Case study

Fashion brand co-founder — Paul Forkan

Inspired by their unique upbringing and education, Paul and his brother set up the fashion brand Gandys London and have since opened several retail stores - determined to use their profits to open orphanages in memory of their parents

Tell us about your education

My parents took my siblings and I out of school at a young age to travel the world. We learnt on the beaches of India, and attended small schools there, as well as being educated by our parents. My brother and I are both dyslexic, which meant that we preferred this style of education, as it was more practical. After the tsunami we returned to the UK and attended college. Since we had such an exciting upbringing, we were more desperate than ever to get out and see the world, to further our education that way.

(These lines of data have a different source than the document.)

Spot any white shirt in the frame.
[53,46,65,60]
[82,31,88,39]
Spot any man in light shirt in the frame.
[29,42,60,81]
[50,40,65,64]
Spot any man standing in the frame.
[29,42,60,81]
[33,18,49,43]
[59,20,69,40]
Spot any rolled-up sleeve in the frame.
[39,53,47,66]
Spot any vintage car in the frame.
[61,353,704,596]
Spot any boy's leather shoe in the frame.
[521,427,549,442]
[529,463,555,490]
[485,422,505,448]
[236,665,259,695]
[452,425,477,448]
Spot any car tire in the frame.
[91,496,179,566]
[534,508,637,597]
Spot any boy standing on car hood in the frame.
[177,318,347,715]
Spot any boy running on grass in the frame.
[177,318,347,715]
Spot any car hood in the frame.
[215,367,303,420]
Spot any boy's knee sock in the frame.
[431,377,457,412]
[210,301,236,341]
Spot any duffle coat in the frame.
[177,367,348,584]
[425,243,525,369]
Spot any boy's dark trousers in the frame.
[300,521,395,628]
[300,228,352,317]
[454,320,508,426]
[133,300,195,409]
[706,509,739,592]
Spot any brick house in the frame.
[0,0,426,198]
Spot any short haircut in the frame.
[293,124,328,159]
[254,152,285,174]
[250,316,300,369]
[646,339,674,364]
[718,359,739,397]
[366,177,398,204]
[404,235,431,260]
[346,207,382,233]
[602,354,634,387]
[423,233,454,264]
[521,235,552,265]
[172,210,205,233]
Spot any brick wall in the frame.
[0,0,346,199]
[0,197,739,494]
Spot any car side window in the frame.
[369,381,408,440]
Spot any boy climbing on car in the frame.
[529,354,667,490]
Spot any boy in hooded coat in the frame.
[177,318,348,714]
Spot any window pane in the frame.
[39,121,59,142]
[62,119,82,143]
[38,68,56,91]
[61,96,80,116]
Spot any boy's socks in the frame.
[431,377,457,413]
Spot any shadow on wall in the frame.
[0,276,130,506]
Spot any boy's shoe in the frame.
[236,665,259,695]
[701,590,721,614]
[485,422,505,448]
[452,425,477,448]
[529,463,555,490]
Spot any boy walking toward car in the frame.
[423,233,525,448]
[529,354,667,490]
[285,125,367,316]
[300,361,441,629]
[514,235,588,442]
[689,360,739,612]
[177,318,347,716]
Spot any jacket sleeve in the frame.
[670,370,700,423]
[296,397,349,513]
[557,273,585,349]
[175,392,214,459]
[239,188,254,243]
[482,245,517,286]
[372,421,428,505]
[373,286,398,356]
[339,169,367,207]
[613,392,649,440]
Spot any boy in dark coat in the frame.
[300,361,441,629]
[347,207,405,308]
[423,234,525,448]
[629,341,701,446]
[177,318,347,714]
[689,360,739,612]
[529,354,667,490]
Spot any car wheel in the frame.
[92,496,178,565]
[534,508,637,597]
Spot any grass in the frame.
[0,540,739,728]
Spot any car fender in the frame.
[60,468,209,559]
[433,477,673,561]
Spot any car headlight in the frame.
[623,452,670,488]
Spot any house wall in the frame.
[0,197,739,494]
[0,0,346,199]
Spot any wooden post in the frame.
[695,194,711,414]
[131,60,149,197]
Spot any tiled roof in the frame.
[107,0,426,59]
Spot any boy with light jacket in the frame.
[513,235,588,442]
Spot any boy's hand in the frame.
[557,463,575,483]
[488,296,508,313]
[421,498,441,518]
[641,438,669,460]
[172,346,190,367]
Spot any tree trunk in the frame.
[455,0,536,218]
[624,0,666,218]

How did the idea of Gandys come about?

My brother, Rob, went to a festival, and woke up with a mouth 'as dry as Gandhi’s flip flops'. This sparked a thought in his head, as he wondered whether there had ever been a flip flop brand set up around this idea. I was living in Australia at the time, and my brother flew out to surprise me for my birthday. He pitched me the idea, and I flew back to London to start Gandys.

What's a typical day like for you?

I spend most of my days in the head office, overseeing the press and marketing team and the work that they're doing. I have a lot of meetings with journalists and magazines, whether that be for interviews or product features, which is something I really enjoy.

At the end of last year, we opened three permanent stores in London (Covent Garden, Camden and Richmond). I work closely with our operations manager who deals with recruitment, to make sure that we have some great staff working in-store. We want to make every store a warm and welcoming environment for everyone who wants to come in and be a part of our journey.

What do you enjoy about your job?

We use a percentage of our profits to open homes for underprivileged children across the world. We have opened two so far, in Sri Lanka and Malawi, and are now working on our third in Brazil. Knowing that we are making a difference to the lives of many children is rewarding, but there is definitely more work to be done.

What are the challenges?

As we were orphaned in the tsunami on Boxing Day 2004 during our travels of the world, Gandys has a huge place in our hearts, as we're opening the children's homes in memory of our parents. We have grown from it being just me and my brother working, to now employing nearly 50 people to help us. It can be difficult letting go and trusting that others can do a job that you would otherwise do yourself. Gandys is very close to my heart, and so it can be difficult to switch off at times.

In what ways was not having a degree difficult?

Before working at Gandys, my brother and I had a few jobs before. When we employ people now, we are not too concerned with their qualifications, but rather their energy and work ethic to see how well they will fit into the Gandys family.

How has your role developed and what are your career ambitions?

When we began Gandys, it was just me and Rob, selling flip flops from our bedroom. Everything has changed hugely since then. Although we're still a relatively small team, we now have a couple of people working across customer service, design, press and our wholesale accounts, as well as all our store staff we employ and train. It can be difficult overseeing all the teams, but my brother and I work together to make sure we're still having our input.